Tech Note: Character Encoding Bug Hunt
An open thread for a Friday morning; I’m chasing down a long-running, very annoying character translation bug, that causes Western European characters (with accènts, ümlauts, etc.) to show up as garbage when the Ajax system transfers them back and forth from the server.
I’m pretty sure I’ve finally killed the bug, but we can test my solution to destruction in this thread.

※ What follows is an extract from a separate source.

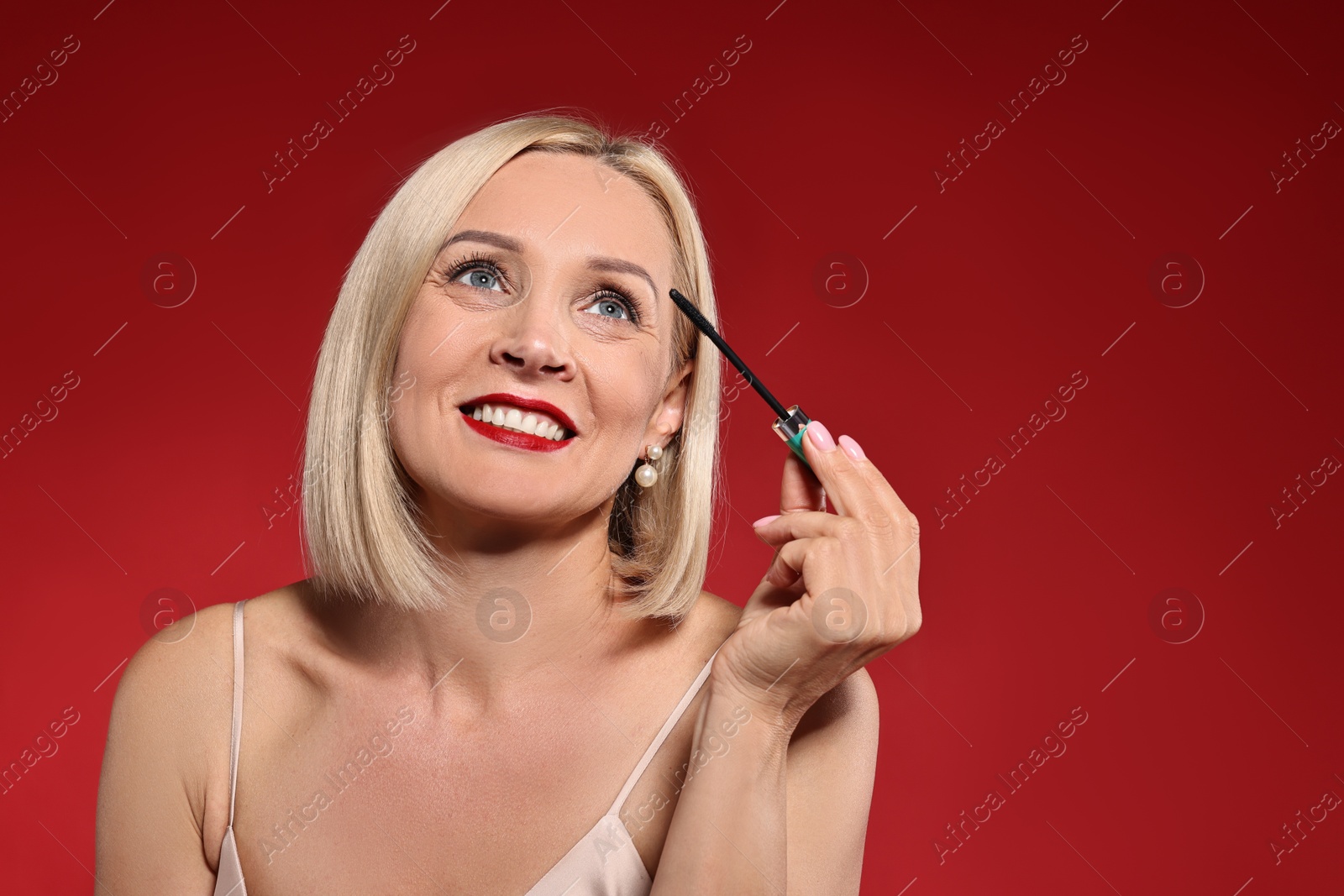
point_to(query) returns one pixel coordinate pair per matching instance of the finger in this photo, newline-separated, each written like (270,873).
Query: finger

UPDATE at 5/30/08 12:11:33 pm:
Our plan for world domination is coming together, and the character encoding part of it now works very well. After trying a million or more different approaches, and only getting halfway there, the real solution involved a PHP function containing only 5 lines of code:
function convertLatin1ToHtml($str) {
$allEntities = get_html_translation_table( HTML_ENTITIES, ENT_NOQUOTES );
$specialEntities = get_html_translation_table( HTML_SPECIALCHARS, ENT_NOQUOTES );
$noTags = array_diff($allEntities, $specialEntities);
$str = strtr($str, $noTags);
return $str;
}
The source of the encoding problem is the way Javascript mishandles displaying raw (unencoded) European characters.
There’s no problem when Javascript reads the text field and sends the text to the server; before sending the text you’ll typically use a Javascript function like escape (if your pages are served as ISO-8859-1) or encodeURIComponent (if you’re serving UTF-8), and both of these functions correctly encode the extended characters so that PHP can translate them back.

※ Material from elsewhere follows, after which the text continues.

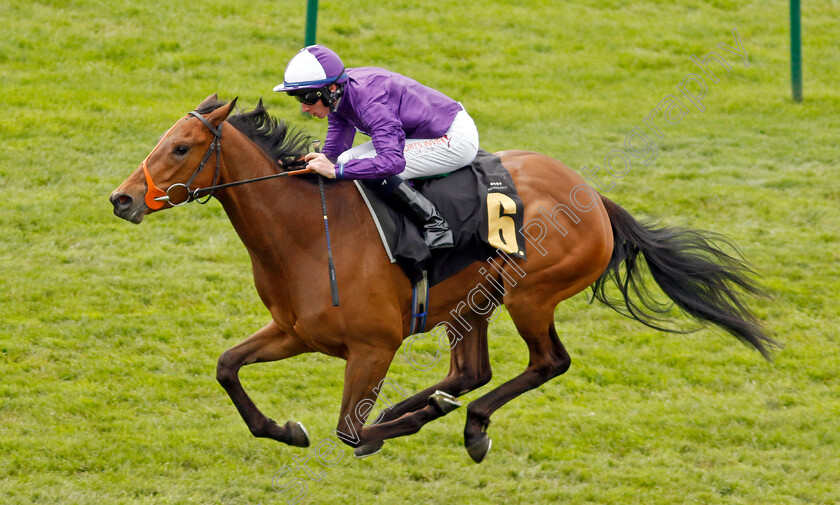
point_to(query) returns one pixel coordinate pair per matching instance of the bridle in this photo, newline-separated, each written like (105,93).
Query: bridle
(156,198)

The problem occurs on the return trip; if the PHP script sends back any raw extended characters, Javascript has a tantrum, dumps out a bunch of garbage, and embarrasses itself in front of the whole internet.
The solution: any text that may contain European characters and will be returned to a Javascript routine (for example, via XMLHttpRequest) needs to be passed through the function above to properly encode the extended characters as HTML entities (for example, “ü”).

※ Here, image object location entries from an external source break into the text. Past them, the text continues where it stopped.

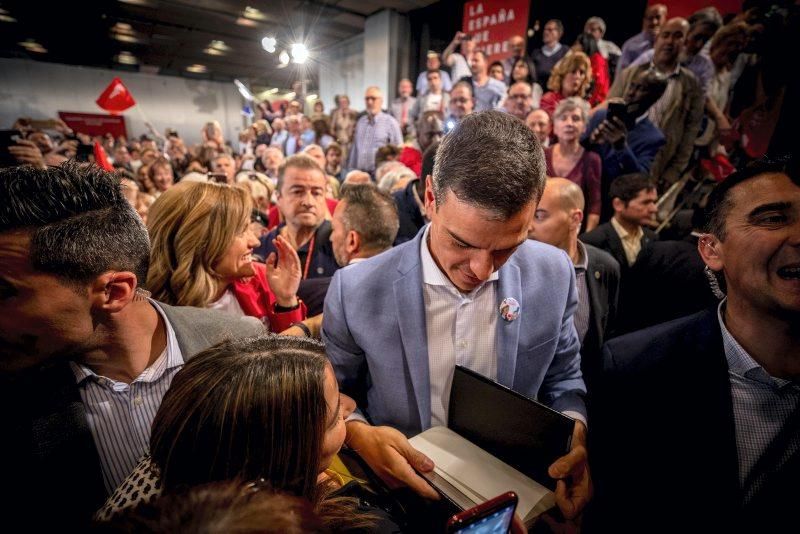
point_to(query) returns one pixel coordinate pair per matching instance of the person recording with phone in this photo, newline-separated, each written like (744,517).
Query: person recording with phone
(622,135)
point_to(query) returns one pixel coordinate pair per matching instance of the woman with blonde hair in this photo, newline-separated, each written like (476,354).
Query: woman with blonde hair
(201,255)
(571,76)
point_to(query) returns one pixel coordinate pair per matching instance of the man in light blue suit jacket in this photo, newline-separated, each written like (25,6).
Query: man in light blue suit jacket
(469,290)
(375,324)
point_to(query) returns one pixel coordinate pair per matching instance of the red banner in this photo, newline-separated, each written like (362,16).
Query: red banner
(492,22)
(94,123)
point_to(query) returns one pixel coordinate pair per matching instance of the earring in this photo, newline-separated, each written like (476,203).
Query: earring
(713,282)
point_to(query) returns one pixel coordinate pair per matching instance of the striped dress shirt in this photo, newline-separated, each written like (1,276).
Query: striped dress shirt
(762,405)
(371,134)
(120,414)
(461,329)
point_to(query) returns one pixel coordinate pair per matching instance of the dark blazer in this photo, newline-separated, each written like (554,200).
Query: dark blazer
(663,443)
(411,220)
(52,468)
(606,238)
(666,282)
(602,283)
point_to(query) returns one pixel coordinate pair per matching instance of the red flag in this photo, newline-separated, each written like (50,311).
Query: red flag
(116,98)
(100,158)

This function exists because we can’t simply encode the whole text with a call to htmlentities. In comments and LGF articles, the text may contain HTML tags—and we don’t want those to be encoded or they’ll display as text in the browser instead of acting as HTML.
So the function above gets the two PHP translation tables (for htmlentities and htmlspecialchars), and calls array_diff to generate a translation table that omits all of the HTML-specific characters, such as < and >, and single/double quotes. Then it simply calls strtr (string translate) to replace those pesky foreign characters with their equivalent HTML entities, leaving the HTML tags and anything inside them alone.
And now we have a nice, safe, Javascript-friendly string that can be passed back to any browser and displayed correctly, without fear of embarrassment.
(Note: as usual, there’s a caveat with Internet Explorer—some HTML entities are not supported in IE by default, and may display as little boxes.)